In this study, we observed that IH challenge of rats lead to decreased expression of circulating IL-10, a critical anti-inflammatory mediator (22), and increased TNF-α and ICAM-1, two molecules involved in inflammatory processes. IL-10 inhibits the nuclear translocation of NF-κB and subsequently decreases levels of TNF-α, IL-6, and C-reactive protein, which are all pro-inflammatory mediators (23). Furthermore, previous studies have shown that IL-10 is decreased in OSA patients (23-25). However, TNF-α activates NF-κB and MAPK pathways, which have important roles in inflammation and apoptosis (26) and ICAM-1 is involved in the recruitment of macrophages and granulocytes, which may increase the local inflammatory load (27). Thus, our results are in agreement with these studies. This impaired inflammatory response could explain why patients with OSA have a greater risk of cardiovascular disease compared with the general population. However, this is likely a complex biological process, because IL-10 produced by T lymphocytes was not associated with OSA severity (28). Despite this, our data support the concept that inflammation is a key mediator of IH-induced injury in patients with OSA.

Anti-inflammatory and anti-oxidant therapies are promising options to decrease oxidative stress and inhibit cardiovascular inflammation. A previous study showed that the exogenous administration of the antioxidant N-acetyl-L-cysteine significantly improved IH-mediated myocardial injury in a mouse model (29).

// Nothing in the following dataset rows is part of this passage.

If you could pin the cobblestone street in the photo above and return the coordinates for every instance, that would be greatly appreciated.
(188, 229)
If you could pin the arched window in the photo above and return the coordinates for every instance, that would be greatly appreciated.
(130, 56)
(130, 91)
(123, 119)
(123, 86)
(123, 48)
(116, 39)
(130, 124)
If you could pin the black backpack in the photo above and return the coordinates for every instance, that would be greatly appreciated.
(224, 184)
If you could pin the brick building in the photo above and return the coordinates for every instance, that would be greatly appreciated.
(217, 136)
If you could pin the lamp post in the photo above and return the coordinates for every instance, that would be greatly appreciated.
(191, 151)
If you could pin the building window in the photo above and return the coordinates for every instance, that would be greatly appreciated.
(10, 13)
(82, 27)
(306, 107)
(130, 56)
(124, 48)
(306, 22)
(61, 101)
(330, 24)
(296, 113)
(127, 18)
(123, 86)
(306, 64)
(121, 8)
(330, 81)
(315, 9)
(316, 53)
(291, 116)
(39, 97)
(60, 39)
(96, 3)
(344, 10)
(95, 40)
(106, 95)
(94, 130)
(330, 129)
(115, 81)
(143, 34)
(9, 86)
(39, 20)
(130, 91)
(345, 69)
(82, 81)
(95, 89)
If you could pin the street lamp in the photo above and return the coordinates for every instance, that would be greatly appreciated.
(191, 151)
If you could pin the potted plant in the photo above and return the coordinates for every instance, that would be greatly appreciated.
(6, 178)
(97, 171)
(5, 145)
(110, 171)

Consistent with this, we found that treatment with tempol alleviated some of the IH-induced inflammation in our rat model. Tempol is a nitrogen monoxide molecule with antioxidant properties and has previously been used to successfully treat IH-induced injuries. For example, tempol was shown to improve IH-mediated skeletal muscle injuries in rats (30). Furthermore, Troncoso et al. (31) showed that tempol decreased the blood pressure of rats exposed to IH for 14 days, an effect likely mediated by a decrease in serum levels of endothelin-1. These data support the effective use of tempol to combat IH-induced injuries.

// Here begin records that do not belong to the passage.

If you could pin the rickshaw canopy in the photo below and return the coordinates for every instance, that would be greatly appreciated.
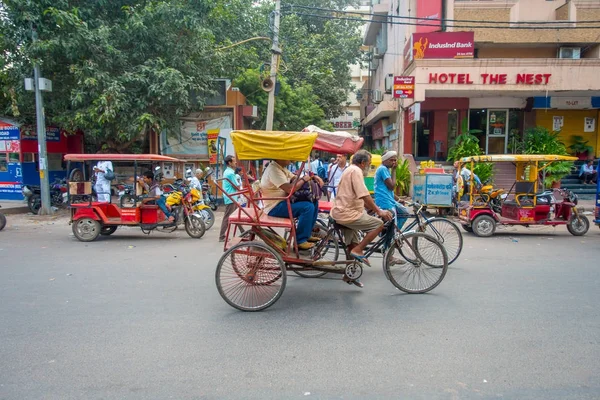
(273, 145)
(119, 157)
(517, 158)
(338, 142)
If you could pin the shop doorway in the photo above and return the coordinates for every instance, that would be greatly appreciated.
(421, 134)
(497, 131)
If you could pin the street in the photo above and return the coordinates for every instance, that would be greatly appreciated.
(139, 317)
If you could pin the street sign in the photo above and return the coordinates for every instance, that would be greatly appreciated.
(404, 87)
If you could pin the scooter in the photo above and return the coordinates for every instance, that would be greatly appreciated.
(2, 220)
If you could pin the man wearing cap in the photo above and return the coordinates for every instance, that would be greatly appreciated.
(195, 182)
(384, 188)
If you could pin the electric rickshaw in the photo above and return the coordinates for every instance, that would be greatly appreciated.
(259, 249)
(90, 218)
(524, 204)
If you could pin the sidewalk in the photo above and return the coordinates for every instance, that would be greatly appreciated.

Here, we showed that tempol treatment significantly attenuated IH-mediated increases in TNF-α, ICAM-1, and NF-κB. This is consistent with an anti-inflammatory effect of tempol in this rat model. Additionally, we found that early tempol intervention was more beneficial than tempol treatment started at a later time point. Additional studies are required to determine the effects of longer tempol exposure in this model. In addition, we only superficially explored the effects of IH on the complex inflammation processes. In depth analyses of inflammation are necessary to improve our understanding of the effects of IH on inflammation.

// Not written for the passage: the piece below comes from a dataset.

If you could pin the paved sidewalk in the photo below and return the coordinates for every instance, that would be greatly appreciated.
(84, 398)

In conclusion, IH caused both systemic and local cardiovascular inflammation. IH not only increased NF-κB activity, HIF-1α and inflammation, but also weakened the anti-inflammatory response, thus upsetting the overall balance of this biological pathway. This could be a major underlying problem in patients with OSA. Moreover, treatment with antioxidants, such as tempol, may be therapeutically beneficial for the treatment or prevention of OSAS-related cardiovascular disease via the inhibition of ROS and a subsequent decrease in the inflammatory response.